Bade Satan from her valleys flee, and his dark shrines o’erthrew

 The ghosts mill through the empty church while his father’s voice echoes amid the marble columns and from the vaulted ceilings. His gaze turns upward through the incense-laden air to those reaches where faded paintings adorn the heights above the archways of the nave and transept; the prophets and saints of the Faith in billowing robes; the angels of heaven interceding in the affairs of the earthbound.

The boy held fast to that faith, but as the years moved on, the young man began to see it as a spiritual metaphor rather than a literal truth. And now the old man recalls a night, sitting on the stone wall of an old cemetery drinking beer with Tommy Murray under lowering oaks. The two of them looked out over the tilted stones splotched with the shadows cast by a porcelain moon. His friend raised his beer in some kind of resigned salute and said, “When you’re dead, you’re deader than you’ll ever be.” That seemed to sum it all up pretty well though something in the mind rebelled.

The music has stopped, the smell of incense faded. Silence reigns over the rows of dark empty pews. The weight of the past begins to oppress the old man, and he turns and walks toward the exit, toward a day uncolored by stained glass, unburdened by the weight of two thousand years of tradition, out of the gaze of the dead. Steps taken in this empty church are portentous; each one resounds in the impassable chasm between what was and what is.

He needs to walk again where his steps fall without an echo, where today is not suffused with yesterday. He whispers to the dear shadows of his mother and father that he has done his best. The old man no longer hopes for heaven, nor does he fear hell. He doesn’t believe in the miraculous birth or in the resurrection, but he does believe in ghosts, for they people the vacant rooms and murmur in these silent spaces until at last we join them.

—Stephen O’Connor (c) 2020

 

2 Responses to Stephen O’Connor: A New Story

  1. Malcolm Sharps says:

    This is O’Connor back on home ground, memories of a non-devout Catholic cast in the mold of Catholicism, in the spirit of Loyola, for life. The lines of the people (you can hardly call them characters) quoted always have a veracity that leaves one in no doubt each word must have been spoken by someone at some time.

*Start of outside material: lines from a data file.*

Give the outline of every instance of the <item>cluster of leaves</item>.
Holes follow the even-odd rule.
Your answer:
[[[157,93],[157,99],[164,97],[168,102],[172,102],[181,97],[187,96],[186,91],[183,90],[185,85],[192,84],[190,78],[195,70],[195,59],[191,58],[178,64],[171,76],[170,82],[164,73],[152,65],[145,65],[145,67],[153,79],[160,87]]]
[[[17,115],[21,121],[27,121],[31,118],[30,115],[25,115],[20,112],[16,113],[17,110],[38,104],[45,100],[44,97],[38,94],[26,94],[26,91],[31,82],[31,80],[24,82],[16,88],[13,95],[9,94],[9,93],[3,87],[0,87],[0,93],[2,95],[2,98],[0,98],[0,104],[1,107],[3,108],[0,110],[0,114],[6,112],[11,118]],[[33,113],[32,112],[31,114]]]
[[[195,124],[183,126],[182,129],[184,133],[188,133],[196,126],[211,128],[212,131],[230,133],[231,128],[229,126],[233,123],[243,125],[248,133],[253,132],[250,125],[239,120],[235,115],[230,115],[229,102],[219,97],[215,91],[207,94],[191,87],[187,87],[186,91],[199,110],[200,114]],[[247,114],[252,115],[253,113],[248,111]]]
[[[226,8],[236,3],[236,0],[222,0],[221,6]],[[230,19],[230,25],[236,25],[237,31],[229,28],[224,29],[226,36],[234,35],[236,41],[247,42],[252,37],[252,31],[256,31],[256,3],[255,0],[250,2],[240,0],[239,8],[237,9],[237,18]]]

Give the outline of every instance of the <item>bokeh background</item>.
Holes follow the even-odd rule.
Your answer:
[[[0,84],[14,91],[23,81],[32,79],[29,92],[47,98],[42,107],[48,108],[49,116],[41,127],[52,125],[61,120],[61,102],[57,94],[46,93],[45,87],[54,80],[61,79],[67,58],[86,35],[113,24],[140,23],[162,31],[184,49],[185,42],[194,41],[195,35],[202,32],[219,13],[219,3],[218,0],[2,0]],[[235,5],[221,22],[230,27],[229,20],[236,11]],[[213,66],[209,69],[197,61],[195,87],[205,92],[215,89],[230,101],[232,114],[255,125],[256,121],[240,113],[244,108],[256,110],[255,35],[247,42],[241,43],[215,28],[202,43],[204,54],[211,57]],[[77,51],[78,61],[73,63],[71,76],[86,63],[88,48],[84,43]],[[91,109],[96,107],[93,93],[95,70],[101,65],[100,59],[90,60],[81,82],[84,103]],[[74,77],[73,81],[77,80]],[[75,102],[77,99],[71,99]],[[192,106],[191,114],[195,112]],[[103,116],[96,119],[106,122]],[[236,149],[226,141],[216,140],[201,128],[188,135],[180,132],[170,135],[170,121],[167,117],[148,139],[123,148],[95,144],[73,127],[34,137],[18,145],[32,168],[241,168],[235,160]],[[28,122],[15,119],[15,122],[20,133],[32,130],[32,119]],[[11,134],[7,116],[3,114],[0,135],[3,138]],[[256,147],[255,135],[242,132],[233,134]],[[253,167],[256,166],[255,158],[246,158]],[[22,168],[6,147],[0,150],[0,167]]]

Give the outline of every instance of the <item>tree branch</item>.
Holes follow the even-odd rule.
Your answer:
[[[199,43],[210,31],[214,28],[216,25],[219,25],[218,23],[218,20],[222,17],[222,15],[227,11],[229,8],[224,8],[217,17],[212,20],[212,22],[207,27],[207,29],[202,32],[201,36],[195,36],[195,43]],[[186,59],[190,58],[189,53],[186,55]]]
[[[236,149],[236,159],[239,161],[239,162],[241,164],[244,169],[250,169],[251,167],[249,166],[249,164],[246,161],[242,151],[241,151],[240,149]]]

The tripping between incidents is done with the usual magical lightness of touch. This writing conjures up Joyce, the young Joyce of Dubliners, with its melancholic tolling of the past. Isn’t there something indelibly Catholic about that, too?

  2. David Daniel says:

    Beautifully crafted story. I agree with Mr. Sharps’ likening it to early Joyce and the reckoning with the Big Questions.